What Can Limit Results

Collagen supplements won’t override every factor working against your hair. Genetics play the largest role in hair thickness and density, and no supplement changes your genetic baseline. Age matters too: your body’s natural collagen production declines roughly 1% per year starting in your mid-20s, which is one reason hair tends to thin over time. Supplementing can help offset that decline, but the older you are, the more ground you’re making up.

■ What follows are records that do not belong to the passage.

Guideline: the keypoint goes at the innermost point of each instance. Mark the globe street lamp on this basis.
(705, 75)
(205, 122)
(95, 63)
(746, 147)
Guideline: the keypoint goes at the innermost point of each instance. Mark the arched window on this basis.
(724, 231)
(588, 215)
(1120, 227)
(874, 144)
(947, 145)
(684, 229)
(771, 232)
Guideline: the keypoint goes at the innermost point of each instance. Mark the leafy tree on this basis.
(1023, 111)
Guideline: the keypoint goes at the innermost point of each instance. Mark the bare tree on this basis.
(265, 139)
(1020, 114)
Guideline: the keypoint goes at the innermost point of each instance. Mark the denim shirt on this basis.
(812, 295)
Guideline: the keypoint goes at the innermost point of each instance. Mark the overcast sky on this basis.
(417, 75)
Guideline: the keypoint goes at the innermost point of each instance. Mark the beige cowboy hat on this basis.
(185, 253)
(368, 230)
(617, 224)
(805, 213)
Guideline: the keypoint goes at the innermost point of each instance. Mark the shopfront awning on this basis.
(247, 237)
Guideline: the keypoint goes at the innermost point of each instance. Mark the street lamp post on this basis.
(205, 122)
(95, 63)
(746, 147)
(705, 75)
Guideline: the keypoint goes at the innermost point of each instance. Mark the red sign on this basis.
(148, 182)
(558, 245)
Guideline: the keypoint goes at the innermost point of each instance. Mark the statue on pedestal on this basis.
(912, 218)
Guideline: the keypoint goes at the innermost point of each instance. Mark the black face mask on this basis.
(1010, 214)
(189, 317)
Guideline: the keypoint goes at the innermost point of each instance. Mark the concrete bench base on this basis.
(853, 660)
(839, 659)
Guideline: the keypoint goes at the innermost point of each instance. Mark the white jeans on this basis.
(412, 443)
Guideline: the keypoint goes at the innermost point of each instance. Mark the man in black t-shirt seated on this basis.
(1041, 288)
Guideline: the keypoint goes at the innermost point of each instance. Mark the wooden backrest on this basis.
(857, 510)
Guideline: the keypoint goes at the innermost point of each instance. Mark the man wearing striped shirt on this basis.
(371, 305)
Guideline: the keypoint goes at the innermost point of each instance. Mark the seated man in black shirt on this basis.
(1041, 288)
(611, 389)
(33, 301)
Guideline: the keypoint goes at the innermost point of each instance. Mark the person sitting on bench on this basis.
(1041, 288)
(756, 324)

Hormonal hair loss, the kind driven by sensitivity to androgens, operates through a different mechanism than what collagen addresses. If your thinning is primarily hormonal or pattern-based, collagen alone is unlikely to reverse it. Nutritional status also plays a role. If you’re already eating adequate protein, adding collagen provides a more targeted amino acid profile. If your diet is low in protein overall, collagen supplements may produce more noticeable results simply because you were deficient in the raw materials your hair needs.

Product quality varies widely. Since supplements aren’t regulated as strictly as medications, the actual collagen content and absorption potential differ between brands. Look for hydrolyzed collagen peptides from a reputable source, and check for third-party testing when possible.